От моих выстрелов зверюга оглушительно взвыла, поднялась на задние лапы, став ещё больше, а потом рухнула на землю и застыла. Я тоже не спешил проверять, погибла тварь или же прикидывается, благоразумно замерев на безопасном расстоянии и поудобнее перехватив трость, а вот Елизавета Андреевна в который уже раз решила доказать, что красивые девушки редко бывают рассудительны. Барышня вышла из-за моей спины и направилась к туше на дороге. Вот ведь смелая, блин, когда не просят!
- Елизавета Андреевна, - моё шипение посрамило бы всех змей, когда-либо существовавших на нашей планете, - вернитесь немедленно!
С тем же успехом я мог бы приказать реке замереть, ветру не дуть, а огню не гореть, на мои слова обратили ноль внимания, фунт презрения.
Вот строптивая девчонка! Я за пару шагов догнал госпожу Соколову, схватил её за руку и услышал печальный шёпот:
- Снежок…
Какой снег, лето на дворе? Я непонимающе огляделся по сторонам, а Елизавета Андреевна присела на корточки и ласково провела ладошкой по оскаленной морде зверюги, при ближайшем рассмотрении оказавшейся впечатляющих размеров псиной.
- Снежок, бедный мой, как же так…
Я оценивающе посмотрел на бездыханную тушу и недоверчиво хмыкнул. Тот, кто дал подобному чудовищу безобидную кличку Снежок, явно был заядлым юмористом, он бы ещё Пушистиком такого зверя величать стал!
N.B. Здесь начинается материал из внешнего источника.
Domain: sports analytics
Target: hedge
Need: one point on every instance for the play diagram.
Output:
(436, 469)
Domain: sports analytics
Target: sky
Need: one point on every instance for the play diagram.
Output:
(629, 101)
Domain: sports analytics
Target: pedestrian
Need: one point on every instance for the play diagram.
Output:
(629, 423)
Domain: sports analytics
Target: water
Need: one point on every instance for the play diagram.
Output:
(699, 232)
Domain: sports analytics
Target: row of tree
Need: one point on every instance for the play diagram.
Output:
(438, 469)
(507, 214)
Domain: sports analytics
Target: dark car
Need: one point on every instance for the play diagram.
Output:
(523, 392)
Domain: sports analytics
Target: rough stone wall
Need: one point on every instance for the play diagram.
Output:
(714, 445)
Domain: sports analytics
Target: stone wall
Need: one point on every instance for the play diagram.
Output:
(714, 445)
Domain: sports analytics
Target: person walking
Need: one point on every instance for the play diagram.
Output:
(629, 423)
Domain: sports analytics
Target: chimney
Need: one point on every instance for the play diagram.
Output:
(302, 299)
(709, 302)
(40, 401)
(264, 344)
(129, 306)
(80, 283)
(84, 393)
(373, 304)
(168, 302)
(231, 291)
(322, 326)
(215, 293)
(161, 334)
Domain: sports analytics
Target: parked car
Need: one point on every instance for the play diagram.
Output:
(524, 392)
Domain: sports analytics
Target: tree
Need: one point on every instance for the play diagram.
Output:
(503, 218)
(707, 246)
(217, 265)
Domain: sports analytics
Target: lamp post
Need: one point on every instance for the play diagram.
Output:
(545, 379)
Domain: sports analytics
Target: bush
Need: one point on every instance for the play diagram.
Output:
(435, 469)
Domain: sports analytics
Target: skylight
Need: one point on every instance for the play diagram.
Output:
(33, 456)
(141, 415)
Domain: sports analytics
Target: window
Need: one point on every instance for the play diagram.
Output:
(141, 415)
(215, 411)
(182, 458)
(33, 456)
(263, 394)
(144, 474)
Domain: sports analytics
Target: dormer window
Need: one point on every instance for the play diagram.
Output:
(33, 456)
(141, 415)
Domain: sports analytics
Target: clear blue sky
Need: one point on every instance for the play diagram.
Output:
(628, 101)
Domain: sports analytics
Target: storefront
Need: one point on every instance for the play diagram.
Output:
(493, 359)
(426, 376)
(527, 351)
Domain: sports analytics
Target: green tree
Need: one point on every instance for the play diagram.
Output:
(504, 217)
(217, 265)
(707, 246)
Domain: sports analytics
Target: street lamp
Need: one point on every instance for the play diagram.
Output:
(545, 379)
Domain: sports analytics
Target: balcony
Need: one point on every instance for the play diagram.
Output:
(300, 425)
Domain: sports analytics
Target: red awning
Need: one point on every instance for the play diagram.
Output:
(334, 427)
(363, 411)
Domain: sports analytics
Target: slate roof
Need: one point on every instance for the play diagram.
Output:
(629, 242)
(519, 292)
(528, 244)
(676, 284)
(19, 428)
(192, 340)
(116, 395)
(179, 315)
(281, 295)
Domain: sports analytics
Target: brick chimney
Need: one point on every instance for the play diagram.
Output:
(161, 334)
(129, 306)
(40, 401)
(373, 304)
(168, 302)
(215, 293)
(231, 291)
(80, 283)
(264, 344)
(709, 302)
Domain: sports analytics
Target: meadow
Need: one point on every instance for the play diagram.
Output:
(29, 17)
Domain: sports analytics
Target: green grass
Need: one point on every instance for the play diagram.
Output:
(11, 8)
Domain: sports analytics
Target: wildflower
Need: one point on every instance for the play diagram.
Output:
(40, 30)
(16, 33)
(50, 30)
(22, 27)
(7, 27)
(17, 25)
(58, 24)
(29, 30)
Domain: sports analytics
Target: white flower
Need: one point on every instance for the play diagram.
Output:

Госпожа Соколова подняла на меня блестящие от слёз глаза, прошептала негромко:
- Это пёс господина Удальцова, Снежок, специально натренированный на крупную дичь. Он никого кроме хозяина не признавал, кидался на всех, кто даже просто мимо проходил, поэтому его в самом дальнем углу двора держали.
Я наклонился, нашарил на шее пса мощный, зверю под стать, ошейник со свисающим с него обрывком цепи.
- Глафира рассказывала, что Снежок всегда, как человека чуял, сразу яриться начинал и с цепи рваться, - Елизавета Андреевна погладила пса по морде, вздохнула грустно, - вот привязь и не выдержала.